Les Juifs à Ashkelon
Dès le début de l’ère courante, la communauté juive d’Ashqelon établie depuis déjà quelques générations, forte de 2500 Juifs, est totalement exterminée par l’armée conquérante de Titus, ainsi que l’atteste Flavius Josèphe (+37 à +100), historien juif rallié à la cause romaine, et ce, avant même que n’explose la première guerre judéo-romaine (66-73). Cependant, il semble que cette communauté juive ait pu se reconstituer dès le début de l’époque byzantine, (4e siècle). Puis au septième siècle, les Musulmans conquièrent la cité et font de cette dernière la première ville fortifiée d’Israël à partir de l’Égypte, en la ceinturant de fortifications. Au cours de la Première Croisade (1099), Godefroy de Bouillon, chevalier franc appelé à devenir le premier souverain chrétien de Jérusalem, entreprend le premier siège d’Ashkelon (12 août 1099) qui tombe aux mains des Croisés après la cuisante défaite de l’armée d’Al-Afdhal, vizir fatimide d’Egypte. Cependant, en l’an 1187, consécutivement à l’intégration d’Ashkelon au royaume de Jérusalem par Baudouin III, les Croisés se soumettent à Saladin dont l’ambition de faire capituler les Francs l’amène à unir le monde musulman (Egypte et Syrie) en appelant au «Djihad» (guerre sainte). En 1191, les troupes de Richard Cœur de Lion s’emparent d’Ashkelon qui, une nouvelle fois frappée par Saladin, retourne à ses ruines, jusqu’au jour où Richard McCornwell, frère du roi d’Angleterre, décide de s’en emparer et de la reconstruire (1241). En 1270, le sultan mamelouk Baybars dévaste définitivement Ashkelon qui retourne aux sables.
Le 15 mai 1948, lors de la guerre d’Indépendance, les troupes égyptiennes envahissent le jeune Etat d’Israël et reçoivent l’ordre de marcher sur Tel-Aviv. Elles atteignent Majdal (24 mai 1948), village datant de l’époque ottomane (1516-1918).
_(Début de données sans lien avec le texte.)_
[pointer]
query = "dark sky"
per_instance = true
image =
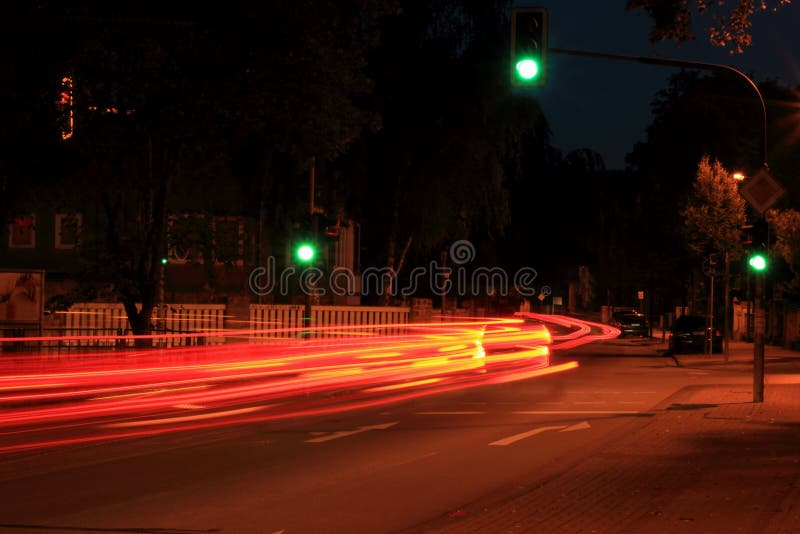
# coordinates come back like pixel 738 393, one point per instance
pixel 605 104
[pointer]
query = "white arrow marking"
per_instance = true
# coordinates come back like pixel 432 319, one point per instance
pixel 516 437
pixel 345 433
pixel 583 425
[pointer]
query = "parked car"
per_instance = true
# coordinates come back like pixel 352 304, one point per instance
pixel 630 323
pixel 690 333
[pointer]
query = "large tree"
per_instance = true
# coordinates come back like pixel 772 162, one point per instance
pixel 730 21
pixel 155 83
pixel 715 212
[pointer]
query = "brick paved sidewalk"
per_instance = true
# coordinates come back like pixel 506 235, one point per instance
pixel 708 460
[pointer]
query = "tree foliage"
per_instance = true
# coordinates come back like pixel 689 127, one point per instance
pixel 730 22
pixel 715 212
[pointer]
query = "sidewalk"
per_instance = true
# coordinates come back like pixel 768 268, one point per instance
pixel 740 357
pixel 706 460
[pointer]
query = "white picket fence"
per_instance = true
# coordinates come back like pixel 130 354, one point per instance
pixel 286 321
pixel 181 323
pixel 110 319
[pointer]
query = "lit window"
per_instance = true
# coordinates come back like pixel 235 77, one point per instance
pixel 22 232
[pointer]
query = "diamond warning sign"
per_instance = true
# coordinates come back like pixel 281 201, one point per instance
pixel 761 191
De durs combats opposent, alors, les forces de l’armée israélienne, Tsahal, à celles d’Égypte à l’issue desquels Majdal est libérée lors de l’opération Yoav. La population arabe, dans sa grande majorité, décide de prendre la fuite. En 1951, Majdal, devenue Migdal-Ashkelon, passe de l’état de village agricole à celui de ville et élit son premier maire Eliezer Milrod, qui, en collaboration avec la Histadrout d’Afrique du Sud, construit le premier quartier Afridar (Africa-darom-Afrique du sud). En 1953, la ville est finalement nommée Ashkelon.
(Panoramique d’Ashkelon: Wikipédia)
La difficulté de vivre sous une «pluie» de missiles Grad et Fager, et de roquettes Kassam, alors qu’Israël entreprend une opération militaire de grande envergure, («Plomb Durci» (déc. 2008-janvier 2009) et «Pilier de Défense» (Novembre 2012) n’entame en rien le courage et l’optimisme des habitants, confiants, plus que jamais, en la promesse divine sans appel:
«כִּי אֶת־כָּל־הָאָרֶץ אֲשֶׁר־אַתָּה רֹאֶה לְךָ אֶתְּנֶנָּה וּלְזַרְעֲךָ עַד־עֹולָם׃ … קוּם הִתְהַלֵּךְ בָּאָרֶץ לְאָרְכָּהּ וּלְרָחְבָּהּ כִּי לְךָ אֶתְּנֶנָּה׃» (בראשית י”ג, ט”ו-י”ז).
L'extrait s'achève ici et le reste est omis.